Average behavioural reports across subjects and individual averages in the beep–flash illusion conditions. All error bars represent standard error of the mean. (a) The average number of flashes reported across subjects in each condition. (b) The average confidence in the type 1 judgement about the number of flashes. (c) Average confidence for judgements with the same type 1 Report. The pair of bars in the left part of this panel reflect trials where subjects report perceiving one flash in these two conditions, and the pair in the right of this panel reflect trials where subjects report perceiving two flashes.

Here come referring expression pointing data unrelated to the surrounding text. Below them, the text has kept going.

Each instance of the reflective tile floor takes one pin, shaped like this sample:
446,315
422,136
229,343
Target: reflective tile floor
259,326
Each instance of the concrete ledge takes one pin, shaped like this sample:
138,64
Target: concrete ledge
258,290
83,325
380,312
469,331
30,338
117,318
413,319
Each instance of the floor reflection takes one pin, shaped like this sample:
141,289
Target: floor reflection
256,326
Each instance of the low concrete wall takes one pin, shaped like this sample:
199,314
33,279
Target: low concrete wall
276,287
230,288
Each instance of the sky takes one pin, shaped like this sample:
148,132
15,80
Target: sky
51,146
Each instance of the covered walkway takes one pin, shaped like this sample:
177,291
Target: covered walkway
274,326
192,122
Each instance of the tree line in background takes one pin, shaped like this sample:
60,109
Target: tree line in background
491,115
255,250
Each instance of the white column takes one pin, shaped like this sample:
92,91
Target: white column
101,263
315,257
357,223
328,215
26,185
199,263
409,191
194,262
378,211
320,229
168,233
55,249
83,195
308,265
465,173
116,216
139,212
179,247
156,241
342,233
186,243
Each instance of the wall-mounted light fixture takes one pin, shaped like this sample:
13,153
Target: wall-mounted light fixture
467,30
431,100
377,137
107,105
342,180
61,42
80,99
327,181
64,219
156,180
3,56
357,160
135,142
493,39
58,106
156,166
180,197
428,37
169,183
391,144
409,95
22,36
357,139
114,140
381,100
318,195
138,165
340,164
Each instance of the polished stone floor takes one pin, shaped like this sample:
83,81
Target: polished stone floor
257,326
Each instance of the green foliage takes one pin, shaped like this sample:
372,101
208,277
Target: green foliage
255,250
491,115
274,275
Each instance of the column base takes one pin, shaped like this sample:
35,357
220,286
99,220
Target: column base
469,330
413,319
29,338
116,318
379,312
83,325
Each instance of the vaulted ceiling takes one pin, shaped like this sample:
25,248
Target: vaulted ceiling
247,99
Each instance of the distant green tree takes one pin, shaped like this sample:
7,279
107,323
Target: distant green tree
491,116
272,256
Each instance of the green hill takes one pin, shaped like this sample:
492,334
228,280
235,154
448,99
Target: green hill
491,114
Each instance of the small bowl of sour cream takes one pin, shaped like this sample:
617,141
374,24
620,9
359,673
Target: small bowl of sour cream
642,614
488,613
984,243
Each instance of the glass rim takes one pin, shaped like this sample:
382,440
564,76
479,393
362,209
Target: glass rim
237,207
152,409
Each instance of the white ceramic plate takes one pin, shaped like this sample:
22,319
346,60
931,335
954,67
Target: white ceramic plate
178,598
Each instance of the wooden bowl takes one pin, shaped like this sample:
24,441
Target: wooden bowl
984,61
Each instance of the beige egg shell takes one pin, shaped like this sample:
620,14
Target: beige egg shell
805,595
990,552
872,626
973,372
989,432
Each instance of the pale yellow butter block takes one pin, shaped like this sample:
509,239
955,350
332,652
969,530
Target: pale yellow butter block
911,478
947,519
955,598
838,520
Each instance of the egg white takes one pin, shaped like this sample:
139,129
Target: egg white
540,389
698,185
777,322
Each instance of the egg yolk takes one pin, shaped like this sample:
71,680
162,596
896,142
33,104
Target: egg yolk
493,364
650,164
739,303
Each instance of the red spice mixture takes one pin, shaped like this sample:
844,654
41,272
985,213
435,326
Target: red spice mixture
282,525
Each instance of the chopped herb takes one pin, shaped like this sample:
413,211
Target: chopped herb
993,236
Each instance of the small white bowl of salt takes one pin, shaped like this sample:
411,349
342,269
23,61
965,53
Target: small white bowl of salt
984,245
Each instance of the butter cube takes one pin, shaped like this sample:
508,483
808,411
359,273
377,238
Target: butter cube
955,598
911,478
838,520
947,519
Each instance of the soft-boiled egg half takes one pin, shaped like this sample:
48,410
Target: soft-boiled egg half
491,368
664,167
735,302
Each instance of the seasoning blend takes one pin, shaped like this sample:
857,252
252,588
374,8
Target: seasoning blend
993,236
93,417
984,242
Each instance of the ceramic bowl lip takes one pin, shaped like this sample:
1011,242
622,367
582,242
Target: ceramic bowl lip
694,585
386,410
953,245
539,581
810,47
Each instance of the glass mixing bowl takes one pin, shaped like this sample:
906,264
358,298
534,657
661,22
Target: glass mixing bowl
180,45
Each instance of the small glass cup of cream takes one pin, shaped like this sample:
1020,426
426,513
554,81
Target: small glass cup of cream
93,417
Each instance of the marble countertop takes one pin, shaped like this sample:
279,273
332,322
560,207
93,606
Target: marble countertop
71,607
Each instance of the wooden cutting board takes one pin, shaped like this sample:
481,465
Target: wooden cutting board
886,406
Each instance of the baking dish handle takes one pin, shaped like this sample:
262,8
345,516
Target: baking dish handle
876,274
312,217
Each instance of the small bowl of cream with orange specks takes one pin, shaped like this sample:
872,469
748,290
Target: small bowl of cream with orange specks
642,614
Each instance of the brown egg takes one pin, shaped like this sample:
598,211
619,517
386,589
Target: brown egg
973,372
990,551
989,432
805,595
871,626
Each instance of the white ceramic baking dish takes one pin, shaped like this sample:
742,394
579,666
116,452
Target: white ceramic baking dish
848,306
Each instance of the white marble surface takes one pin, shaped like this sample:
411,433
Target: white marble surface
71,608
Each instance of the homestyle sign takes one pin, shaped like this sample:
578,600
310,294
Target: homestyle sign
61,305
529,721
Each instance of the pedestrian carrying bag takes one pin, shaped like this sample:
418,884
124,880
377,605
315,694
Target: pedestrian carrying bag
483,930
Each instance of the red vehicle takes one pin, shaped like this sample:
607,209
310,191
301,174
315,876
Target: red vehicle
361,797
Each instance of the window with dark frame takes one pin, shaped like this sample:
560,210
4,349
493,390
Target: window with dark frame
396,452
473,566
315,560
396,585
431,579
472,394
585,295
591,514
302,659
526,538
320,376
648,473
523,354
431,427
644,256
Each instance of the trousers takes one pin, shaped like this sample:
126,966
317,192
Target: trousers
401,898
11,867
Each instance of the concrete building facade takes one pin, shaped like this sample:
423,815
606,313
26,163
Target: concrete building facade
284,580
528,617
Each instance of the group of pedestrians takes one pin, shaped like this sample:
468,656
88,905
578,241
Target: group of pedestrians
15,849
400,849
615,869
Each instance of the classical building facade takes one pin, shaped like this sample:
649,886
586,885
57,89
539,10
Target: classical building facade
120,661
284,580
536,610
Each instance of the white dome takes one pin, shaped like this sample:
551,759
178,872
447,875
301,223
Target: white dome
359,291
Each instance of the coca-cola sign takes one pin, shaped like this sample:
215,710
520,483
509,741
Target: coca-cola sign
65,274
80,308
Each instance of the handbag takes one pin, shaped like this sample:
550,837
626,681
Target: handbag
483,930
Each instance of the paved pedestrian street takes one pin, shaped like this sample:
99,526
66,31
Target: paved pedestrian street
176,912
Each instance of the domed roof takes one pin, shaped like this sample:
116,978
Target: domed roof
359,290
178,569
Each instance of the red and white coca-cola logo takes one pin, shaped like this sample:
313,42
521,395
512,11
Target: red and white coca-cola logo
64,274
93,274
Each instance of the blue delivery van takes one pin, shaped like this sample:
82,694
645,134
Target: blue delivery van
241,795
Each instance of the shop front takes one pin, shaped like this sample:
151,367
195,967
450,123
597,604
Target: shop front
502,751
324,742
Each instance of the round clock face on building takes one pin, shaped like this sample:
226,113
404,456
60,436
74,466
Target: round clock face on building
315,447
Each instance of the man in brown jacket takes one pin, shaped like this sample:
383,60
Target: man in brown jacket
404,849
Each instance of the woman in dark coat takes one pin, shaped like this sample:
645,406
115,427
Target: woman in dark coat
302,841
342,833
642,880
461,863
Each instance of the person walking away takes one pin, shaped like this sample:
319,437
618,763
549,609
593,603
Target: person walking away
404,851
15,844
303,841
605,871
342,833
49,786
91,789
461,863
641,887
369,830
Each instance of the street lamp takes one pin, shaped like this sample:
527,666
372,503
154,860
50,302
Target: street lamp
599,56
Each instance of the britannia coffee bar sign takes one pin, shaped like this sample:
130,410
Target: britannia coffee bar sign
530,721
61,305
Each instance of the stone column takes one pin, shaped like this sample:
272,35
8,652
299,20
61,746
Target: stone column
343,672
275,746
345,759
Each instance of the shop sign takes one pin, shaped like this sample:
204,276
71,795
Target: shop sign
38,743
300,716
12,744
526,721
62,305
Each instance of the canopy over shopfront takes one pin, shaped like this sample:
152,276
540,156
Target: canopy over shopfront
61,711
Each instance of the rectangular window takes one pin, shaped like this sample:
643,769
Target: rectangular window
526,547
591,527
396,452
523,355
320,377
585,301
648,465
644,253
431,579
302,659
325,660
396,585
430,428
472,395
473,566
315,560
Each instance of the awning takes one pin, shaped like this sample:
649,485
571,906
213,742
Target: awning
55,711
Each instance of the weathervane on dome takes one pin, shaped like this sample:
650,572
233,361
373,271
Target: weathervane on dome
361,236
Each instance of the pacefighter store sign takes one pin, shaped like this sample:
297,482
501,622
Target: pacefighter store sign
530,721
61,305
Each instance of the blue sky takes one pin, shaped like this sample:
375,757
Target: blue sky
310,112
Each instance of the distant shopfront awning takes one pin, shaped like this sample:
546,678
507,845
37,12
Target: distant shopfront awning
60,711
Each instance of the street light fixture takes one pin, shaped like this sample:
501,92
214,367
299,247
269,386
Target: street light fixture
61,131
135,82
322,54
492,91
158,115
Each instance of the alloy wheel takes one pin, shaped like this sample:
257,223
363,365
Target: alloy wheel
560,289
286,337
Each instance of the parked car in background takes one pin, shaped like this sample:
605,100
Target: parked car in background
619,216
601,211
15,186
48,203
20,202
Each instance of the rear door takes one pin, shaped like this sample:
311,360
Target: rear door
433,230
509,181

Next, we plotted the average confidence across our four stimulus conditions (figure 1b). On average, confidence was highest in the 1F1B (3.38) and 2F2B conditions (3.22), and lower in the 1F2B (3.06) and 2F1B (3.15) conditions. However, our most important analysis in this project focused on trials where the type 1 report was matched between different conditions. Specifically, certain conditions frequently resulted in reports of one flash (1F1B; 2F1B) or two flashes (1F2B; 2F2B). We hypothesized that confidence judgements would be able to distinguish congruent multisensory sensations from illusory multisensory sensations, even when the type 1 report was the same. To answer this question, we first selected all of the trials that resulted in a report of one flash in the 1F1B and 2F1B conditions, and all of the trials that resulted in a report of two flashes in the 1F2B and 2F2B conditions. Then, we computed the average confidence for each subject for these trials (figure 1c). As can be seen in the figure, confidence was highest for congruent multisensory trials, and lower for illusory multisensory trials; this was true not only when one flash was reported (W = 771; p < 0.001), but also when two flashes were reported (W = 105; p < 0.001).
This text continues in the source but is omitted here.